Believe it or not, Sky High is a blast
Every day, Watch This offers staff recommendations inspired by a new movie coming out that week. This week: Marvel’s prospective summer tentpole Iron Man 3 has us thinking back on more unusual superhero movies.
Sky High (2005)
Expectations for Sky High upon its initial release in 2005 were not exactly… well, you know. For one thing, the concept looked pretty silly: a training academy for teen superheroes, pitting the usual nerds against the usual bullies, with some X-Men-style powers tossed in to spice things up. For another, the director was Mike Mitchell, whose previous films included such physics-defying laugh vacuums as Surviving Christmas and Deuce Bigalow: Male Gigolo. Kurt Russell was one of the top-billed stars, but his character is relatively minor—the protagonist’s famous, imposing dad—and the role seemed a throwback to the bland, innocuous live-action Disney fare he’d started out in as a child actor, with titles like The Computer Wore Tennis Shoes. Somehow, though, all of these unpromising elements combined to produce one of the wittiest and most idiosyncratic mainstream comedies in ages. If any recent studio film deserves to be called a sleeper, this is the one.

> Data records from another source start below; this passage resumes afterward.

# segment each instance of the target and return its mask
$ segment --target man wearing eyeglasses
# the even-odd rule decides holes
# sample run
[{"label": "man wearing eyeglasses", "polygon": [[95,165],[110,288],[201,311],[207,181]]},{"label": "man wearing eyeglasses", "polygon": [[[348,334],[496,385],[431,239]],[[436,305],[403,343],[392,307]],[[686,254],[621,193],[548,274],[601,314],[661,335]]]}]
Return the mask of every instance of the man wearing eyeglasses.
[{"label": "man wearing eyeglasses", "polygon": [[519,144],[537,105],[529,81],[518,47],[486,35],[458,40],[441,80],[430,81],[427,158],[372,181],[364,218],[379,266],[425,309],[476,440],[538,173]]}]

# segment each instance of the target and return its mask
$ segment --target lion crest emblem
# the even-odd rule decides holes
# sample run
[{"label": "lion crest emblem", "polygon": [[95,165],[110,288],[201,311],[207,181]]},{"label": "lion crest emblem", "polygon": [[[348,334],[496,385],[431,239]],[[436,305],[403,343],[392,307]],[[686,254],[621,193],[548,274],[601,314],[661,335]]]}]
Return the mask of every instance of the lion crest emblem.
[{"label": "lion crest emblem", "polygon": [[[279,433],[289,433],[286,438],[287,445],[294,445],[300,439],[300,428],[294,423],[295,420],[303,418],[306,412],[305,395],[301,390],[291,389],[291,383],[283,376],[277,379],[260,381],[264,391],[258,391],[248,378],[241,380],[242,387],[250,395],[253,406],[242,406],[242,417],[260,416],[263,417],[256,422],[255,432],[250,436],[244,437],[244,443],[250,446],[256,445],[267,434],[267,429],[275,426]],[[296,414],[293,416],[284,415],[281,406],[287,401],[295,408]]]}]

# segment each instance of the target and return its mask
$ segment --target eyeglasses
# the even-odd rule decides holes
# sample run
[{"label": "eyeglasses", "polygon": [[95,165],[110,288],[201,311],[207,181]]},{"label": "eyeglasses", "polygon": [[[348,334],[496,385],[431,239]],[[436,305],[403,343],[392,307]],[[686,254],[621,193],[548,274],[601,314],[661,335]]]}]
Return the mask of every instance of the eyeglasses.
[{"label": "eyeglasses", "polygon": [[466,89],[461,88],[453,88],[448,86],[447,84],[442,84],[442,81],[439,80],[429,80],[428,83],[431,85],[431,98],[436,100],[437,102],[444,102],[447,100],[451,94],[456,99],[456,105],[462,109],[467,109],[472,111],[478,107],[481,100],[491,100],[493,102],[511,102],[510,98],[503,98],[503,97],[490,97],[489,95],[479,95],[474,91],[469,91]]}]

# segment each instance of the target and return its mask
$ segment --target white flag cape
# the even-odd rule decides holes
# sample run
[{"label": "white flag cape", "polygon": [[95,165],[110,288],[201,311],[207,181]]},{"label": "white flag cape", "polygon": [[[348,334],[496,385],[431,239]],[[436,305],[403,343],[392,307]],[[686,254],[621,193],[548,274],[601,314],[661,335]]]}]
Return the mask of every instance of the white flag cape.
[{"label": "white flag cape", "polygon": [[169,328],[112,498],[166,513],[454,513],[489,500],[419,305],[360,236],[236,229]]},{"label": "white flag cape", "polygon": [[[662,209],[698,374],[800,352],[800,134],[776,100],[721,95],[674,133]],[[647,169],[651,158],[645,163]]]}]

“Is that your power?” Bruce Campbell’s Coach Boomer might brusquely ask at this point. “Butt-kissery?” Campbell is just one of a host of well used utility players, the two most prominent being former Kids In The Hall members Dave Foley (as a long-suffering, now decidedly middle-aged sidekick) and Kevin McDonald (as a science teacher with a gigantic, bulbous cranium and a yen for evil twins). That they all feel as if they belong in this screwy hybrid of Marvel and John Hughes is a testament to the movie’s goofy, offhand sensibility, which continually downplays the ostensible plot (in which a supervillain turns most of Sky High into squalling infants, using a device called The Pacifier) in favor of throwaway gags. At one point, the literal hero (Michael Angarano) gets a significant close-up, registering powerful emotion, while in the background we faintly hear one of his classmates read a practice test question aloud: “Your hero flies north at 300 miles per hour for 15 minutes. His archenemy is tunneling south at 200 miles per hour for 10 minutes. Assuming your hero has X-ray vision, how long will it take for him to realize he’s going the wrong way?” It takes a first-rate comedy to bury a joke that good.
Availability: Disney DVD and Blu-Ray releases, rental and purchase from digital providers, and disc rental from Netflix.